Raise capital when you don’t need it

Smartsheet went on to raise a $26 million round in December 2012; a $35 million round in 2014; and a $52 million round earlier this year. The company also won the Next Tech Titan award at last year’s GeekWire Awards.

Mader said the early experience at Smartsheet helped the company gain an “appreciation for spend.” He also said that startups should “raise capital when you don’t need it immediately.”

“It’s so much easier to raise when things are great and metrics are awesome,” he explained. “When you need it, that’s when the barrel shows up. It’s a tough situation.”

Values are just adjectives

Mader starts off new employee orientation meetings by reciting the company’s six values: honest, supportive, driven, innovative, authentic, and effective. And then he tells new staffers that “values don’t matter.”

Of course, they do matter. But Mader believes they are just adjectives until employees actually demonstrate them at the workplace.

“Unless you can exercise those values and put them into motion, I don’t care,” he said. “I’m all about show it.”

Mader, named CEO of the Year at the GeekWire Awards this year, also expects his employees to be highly observant and curious, which should lead to better ideas — though he doesn’t subscribe to the notion that “best idea wins.”

“The best idea that is most effectively recommended wins,” he explained. “If you and I go into a room and your idea is 10 times better than mine, it’s not a pure outcome that you’ll get that. If I connect it to the values, to our customer impact, that’s the one that maybe carries the day.”

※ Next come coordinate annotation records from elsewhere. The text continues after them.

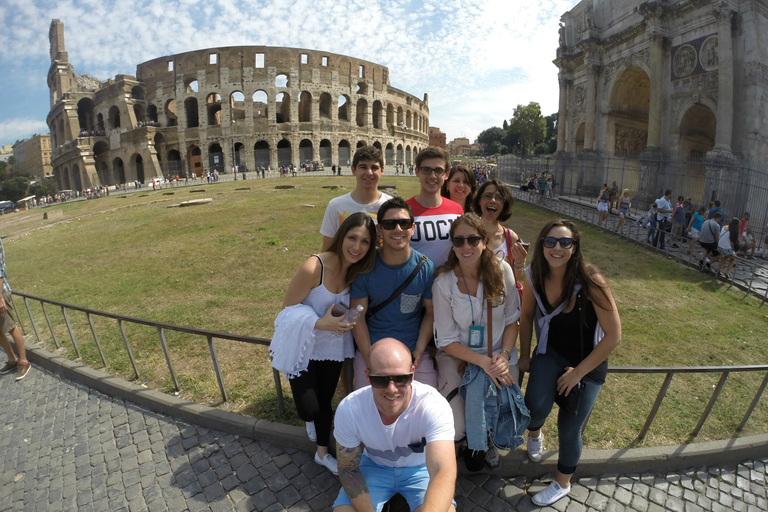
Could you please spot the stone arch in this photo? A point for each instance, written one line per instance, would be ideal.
(305, 107)
(192, 86)
(343, 107)
(260, 105)
(138, 111)
(325, 106)
(282, 108)
(628, 111)
(213, 107)
(305, 151)
(698, 127)
(190, 108)
(261, 153)
(284, 153)
(362, 112)
(326, 153)
(85, 108)
(344, 152)
(152, 113)
(237, 105)
(195, 160)
(171, 113)
(215, 157)
(377, 111)
(114, 117)
(118, 170)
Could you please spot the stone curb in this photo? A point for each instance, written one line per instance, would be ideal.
(658, 459)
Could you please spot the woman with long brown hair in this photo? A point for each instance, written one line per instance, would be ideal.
(470, 281)
(577, 324)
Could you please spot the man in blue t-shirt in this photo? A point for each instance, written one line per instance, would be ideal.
(401, 318)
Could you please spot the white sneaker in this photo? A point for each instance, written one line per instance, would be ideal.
(550, 494)
(311, 432)
(535, 447)
(329, 462)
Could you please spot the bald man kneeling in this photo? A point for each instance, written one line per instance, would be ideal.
(395, 435)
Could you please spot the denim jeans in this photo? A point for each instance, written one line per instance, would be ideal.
(660, 234)
(540, 397)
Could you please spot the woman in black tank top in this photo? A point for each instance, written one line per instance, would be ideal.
(577, 326)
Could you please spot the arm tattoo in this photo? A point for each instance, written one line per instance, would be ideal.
(349, 470)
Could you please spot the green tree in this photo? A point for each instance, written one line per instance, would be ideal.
(14, 189)
(490, 139)
(528, 123)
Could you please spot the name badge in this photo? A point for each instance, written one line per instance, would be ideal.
(476, 336)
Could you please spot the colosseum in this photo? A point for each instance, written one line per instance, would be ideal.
(251, 106)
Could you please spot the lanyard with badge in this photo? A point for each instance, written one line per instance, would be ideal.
(476, 332)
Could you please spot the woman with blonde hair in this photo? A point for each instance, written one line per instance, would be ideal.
(624, 205)
(476, 305)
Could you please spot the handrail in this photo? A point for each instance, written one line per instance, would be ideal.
(668, 371)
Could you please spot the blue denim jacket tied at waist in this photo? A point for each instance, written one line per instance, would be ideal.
(487, 409)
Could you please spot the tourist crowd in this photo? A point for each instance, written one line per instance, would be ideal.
(429, 298)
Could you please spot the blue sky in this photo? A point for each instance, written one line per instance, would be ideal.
(477, 59)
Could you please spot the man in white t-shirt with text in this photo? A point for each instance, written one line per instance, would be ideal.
(433, 213)
(395, 435)
(368, 168)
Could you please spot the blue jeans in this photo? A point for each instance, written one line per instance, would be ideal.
(540, 397)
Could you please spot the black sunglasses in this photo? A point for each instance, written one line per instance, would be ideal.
(550, 241)
(390, 224)
(439, 171)
(382, 381)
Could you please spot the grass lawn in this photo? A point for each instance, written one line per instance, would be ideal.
(224, 266)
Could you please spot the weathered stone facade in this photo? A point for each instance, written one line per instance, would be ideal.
(250, 106)
(674, 79)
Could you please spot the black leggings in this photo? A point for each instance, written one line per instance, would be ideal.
(313, 392)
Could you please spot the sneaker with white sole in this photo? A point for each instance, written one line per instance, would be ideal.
(311, 432)
(328, 462)
(552, 493)
(535, 447)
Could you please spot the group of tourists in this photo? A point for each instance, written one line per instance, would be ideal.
(439, 281)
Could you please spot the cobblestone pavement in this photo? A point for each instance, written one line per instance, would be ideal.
(66, 447)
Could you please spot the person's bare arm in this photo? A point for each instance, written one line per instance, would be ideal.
(352, 479)
(360, 330)
(425, 332)
(441, 465)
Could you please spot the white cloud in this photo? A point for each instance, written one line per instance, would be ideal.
(19, 128)
(492, 53)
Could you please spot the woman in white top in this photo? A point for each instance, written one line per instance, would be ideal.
(460, 293)
(493, 203)
(321, 282)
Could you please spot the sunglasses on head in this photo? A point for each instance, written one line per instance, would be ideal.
(458, 241)
(382, 381)
(550, 241)
(390, 224)
(439, 171)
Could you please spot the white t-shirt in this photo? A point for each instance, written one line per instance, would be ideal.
(339, 208)
(428, 417)
(454, 310)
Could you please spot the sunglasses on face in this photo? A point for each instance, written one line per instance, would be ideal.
(390, 224)
(458, 241)
(439, 171)
(550, 241)
(382, 381)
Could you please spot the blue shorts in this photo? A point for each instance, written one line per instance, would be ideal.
(384, 482)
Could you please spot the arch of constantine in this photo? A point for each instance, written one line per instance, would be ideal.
(663, 80)
(252, 106)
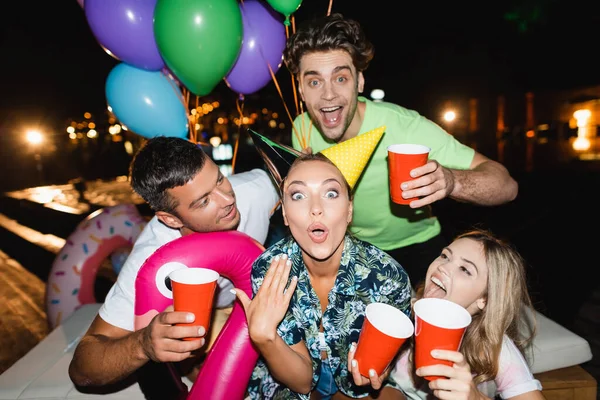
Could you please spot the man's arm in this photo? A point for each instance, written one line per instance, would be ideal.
(486, 183)
(108, 354)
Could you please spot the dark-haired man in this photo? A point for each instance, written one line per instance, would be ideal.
(328, 56)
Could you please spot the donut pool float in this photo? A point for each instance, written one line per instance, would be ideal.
(71, 279)
(228, 365)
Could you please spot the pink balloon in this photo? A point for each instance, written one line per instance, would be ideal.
(228, 366)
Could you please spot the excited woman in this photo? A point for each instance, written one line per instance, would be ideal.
(304, 327)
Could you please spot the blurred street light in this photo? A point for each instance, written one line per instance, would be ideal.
(34, 137)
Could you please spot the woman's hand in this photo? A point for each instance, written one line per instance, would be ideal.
(375, 380)
(459, 385)
(266, 310)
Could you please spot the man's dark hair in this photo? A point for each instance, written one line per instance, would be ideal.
(164, 163)
(329, 33)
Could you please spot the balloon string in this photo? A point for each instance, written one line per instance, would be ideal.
(237, 141)
(299, 137)
(186, 94)
(196, 120)
(183, 97)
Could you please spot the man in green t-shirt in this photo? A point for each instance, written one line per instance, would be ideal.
(328, 57)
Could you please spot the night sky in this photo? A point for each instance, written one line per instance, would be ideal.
(54, 69)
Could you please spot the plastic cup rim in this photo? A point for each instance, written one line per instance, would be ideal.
(463, 320)
(408, 148)
(398, 327)
(194, 276)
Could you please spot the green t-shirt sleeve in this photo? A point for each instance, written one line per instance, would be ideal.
(446, 149)
(295, 142)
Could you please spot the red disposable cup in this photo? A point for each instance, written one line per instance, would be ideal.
(384, 331)
(194, 291)
(439, 324)
(403, 158)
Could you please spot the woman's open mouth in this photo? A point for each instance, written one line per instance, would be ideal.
(318, 232)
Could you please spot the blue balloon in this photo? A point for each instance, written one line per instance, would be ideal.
(148, 102)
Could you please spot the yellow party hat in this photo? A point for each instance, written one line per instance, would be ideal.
(351, 156)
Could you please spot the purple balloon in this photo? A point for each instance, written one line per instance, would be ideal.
(262, 45)
(125, 29)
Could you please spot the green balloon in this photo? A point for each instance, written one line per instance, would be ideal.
(286, 7)
(199, 40)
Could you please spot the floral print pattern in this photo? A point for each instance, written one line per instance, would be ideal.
(366, 275)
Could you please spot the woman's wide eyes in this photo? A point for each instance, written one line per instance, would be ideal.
(297, 196)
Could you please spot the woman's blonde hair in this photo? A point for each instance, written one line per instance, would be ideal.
(315, 157)
(507, 299)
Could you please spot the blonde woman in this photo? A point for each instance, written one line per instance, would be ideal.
(487, 277)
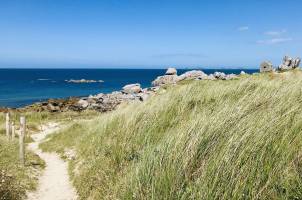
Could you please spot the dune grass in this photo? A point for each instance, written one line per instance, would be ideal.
(239, 139)
(16, 179)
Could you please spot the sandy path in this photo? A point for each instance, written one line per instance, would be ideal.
(54, 184)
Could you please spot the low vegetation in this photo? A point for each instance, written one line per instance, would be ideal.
(238, 139)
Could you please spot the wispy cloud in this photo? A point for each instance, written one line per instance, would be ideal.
(274, 41)
(275, 33)
(243, 28)
(179, 55)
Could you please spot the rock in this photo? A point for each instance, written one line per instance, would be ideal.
(266, 66)
(194, 74)
(53, 108)
(220, 75)
(154, 89)
(171, 71)
(143, 96)
(211, 77)
(83, 103)
(289, 63)
(163, 80)
(70, 154)
(132, 88)
(231, 76)
(84, 81)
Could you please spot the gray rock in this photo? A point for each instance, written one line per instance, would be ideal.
(83, 103)
(231, 76)
(132, 88)
(194, 74)
(171, 71)
(164, 80)
(143, 96)
(289, 63)
(220, 75)
(211, 77)
(266, 66)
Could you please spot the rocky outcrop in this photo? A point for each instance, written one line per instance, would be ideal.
(164, 80)
(194, 74)
(83, 81)
(132, 88)
(289, 63)
(129, 93)
(171, 71)
(223, 76)
(266, 66)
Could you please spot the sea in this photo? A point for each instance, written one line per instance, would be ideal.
(21, 87)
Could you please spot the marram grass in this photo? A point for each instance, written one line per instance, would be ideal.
(239, 139)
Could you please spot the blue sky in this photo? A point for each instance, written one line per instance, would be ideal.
(153, 33)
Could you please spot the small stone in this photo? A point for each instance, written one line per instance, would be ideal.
(132, 88)
(194, 74)
(266, 66)
(171, 71)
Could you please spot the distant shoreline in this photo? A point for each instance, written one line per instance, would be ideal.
(22, 87)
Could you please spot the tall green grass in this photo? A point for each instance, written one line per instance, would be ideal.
(15, 179)
(239, 139)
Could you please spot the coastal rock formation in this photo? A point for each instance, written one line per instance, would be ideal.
(266, 66)
(129, 93)
(194, 74)
(289, 63)
(166, 79)
(132, 88)
(171, 71)
(84, 81)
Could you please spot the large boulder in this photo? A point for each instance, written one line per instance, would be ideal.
(266, 66)
(132, 88)
(164, 80)
(289, 63)
(171, 71)
(83, 103)
(194, 74)
(220, 75)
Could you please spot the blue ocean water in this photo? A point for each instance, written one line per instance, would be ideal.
(20, 87)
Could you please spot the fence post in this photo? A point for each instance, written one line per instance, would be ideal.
(7, 124)
(13, 130)
(21, 139)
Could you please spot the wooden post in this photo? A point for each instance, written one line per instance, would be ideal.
(8, 127)
(21, 140)
(13, 130)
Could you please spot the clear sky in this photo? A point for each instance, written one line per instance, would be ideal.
(148, 33)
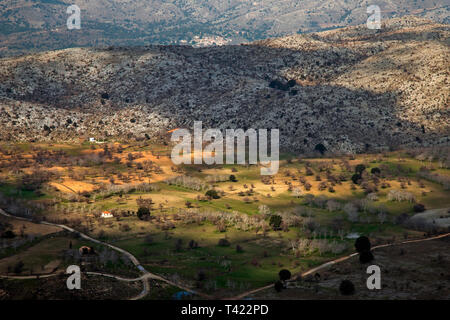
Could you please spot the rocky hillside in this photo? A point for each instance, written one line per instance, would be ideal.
(36, 25)
(353, 89)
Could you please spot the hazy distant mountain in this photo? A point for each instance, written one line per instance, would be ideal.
(355, 89)
(41, 25)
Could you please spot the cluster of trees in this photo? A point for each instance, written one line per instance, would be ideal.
(188, 182)
(400, 195)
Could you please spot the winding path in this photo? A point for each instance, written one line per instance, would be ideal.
(148, 275)
(330, 263)
(144, 278)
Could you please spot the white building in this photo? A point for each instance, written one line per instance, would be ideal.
(106, 214)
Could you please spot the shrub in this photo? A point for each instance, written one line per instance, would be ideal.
(419, 207)
(278, 286)
(347, 288)
(143, 213)
(201, 276)
(375, 171)
(193, 244)
(224, 243)
(365, 257)
(360, 169)
(18, 267)
(291, 83)
(212, 194)
(275, 221)
(8, 234)
(277, 84)
(284, 275)
(321, 148)
(356, 178)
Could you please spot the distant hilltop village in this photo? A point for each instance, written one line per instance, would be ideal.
(208, 41)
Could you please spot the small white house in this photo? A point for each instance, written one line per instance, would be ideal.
(106, 214)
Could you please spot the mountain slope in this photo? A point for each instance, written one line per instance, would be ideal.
(356, 89)
(32, 25)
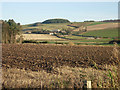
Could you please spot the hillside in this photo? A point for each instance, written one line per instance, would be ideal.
(49, 21)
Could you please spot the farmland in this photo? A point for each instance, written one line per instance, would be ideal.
(56, 65)
(39, 37)
(110, 33)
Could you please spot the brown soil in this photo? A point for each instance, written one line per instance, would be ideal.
(102, 26)
(48, 57)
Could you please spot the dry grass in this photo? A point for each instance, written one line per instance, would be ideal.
(67, 78)
(39, 37)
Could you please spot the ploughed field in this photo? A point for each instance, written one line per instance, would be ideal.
(38, 57)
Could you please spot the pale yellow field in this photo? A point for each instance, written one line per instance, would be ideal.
(39, 37)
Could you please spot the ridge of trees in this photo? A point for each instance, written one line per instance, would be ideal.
(55, 21)
(9, 31)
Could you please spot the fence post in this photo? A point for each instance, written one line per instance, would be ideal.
(87, 85)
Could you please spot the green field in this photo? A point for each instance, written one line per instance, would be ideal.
(74, 37)
(96, 23)
(110, 33)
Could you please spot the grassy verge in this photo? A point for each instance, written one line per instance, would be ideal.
(68, 77)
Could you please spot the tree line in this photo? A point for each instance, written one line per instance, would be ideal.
(55, 21)
(9, 31)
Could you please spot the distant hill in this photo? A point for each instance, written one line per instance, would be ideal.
(50, 21)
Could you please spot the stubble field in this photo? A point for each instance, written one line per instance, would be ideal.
(54, 60)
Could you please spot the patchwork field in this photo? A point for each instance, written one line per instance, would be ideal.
(58, 66)
(110, 33)
(39, 37)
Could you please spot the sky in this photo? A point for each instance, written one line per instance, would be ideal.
(31, 12)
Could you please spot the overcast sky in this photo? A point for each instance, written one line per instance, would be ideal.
(31, 12)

Tear tissue to get stronger

Earlier in the conversation on Wednesday, Mader used a sports training analogy to describe hitting a wall, much like athletes often do when they are seemingly doing everything right but can’t find success. He did it again when talking about “tearing tissue.”

“Tearing tissue really hurts, but that’s how you get stronger,” he noted.

Mader, who commutes to work on a SeaDoo, said companies need to constantly reinvent themselves. They must always be in a “training” mode, looking for new ideas or new ways to grow the business.

“We have to double our business every 18 months, and you do not do that by running in the same place you did the previous 18 months,” he said.

Mader added that it’s key for leaders to think of new ideas that are different but complimentary to what’s already been done.

“The leadership team needs to embrace that,” he explained. “That means you don’t ask your team to minimize risk or reduce risk to zero, because that means you’re moving too slow and not challenging yourself enough. And then when something goes amazingly poorly, if they did all the right things to still run that play properly, you have to embrace that. That’s so easy to say; it’s really tough to act that way.”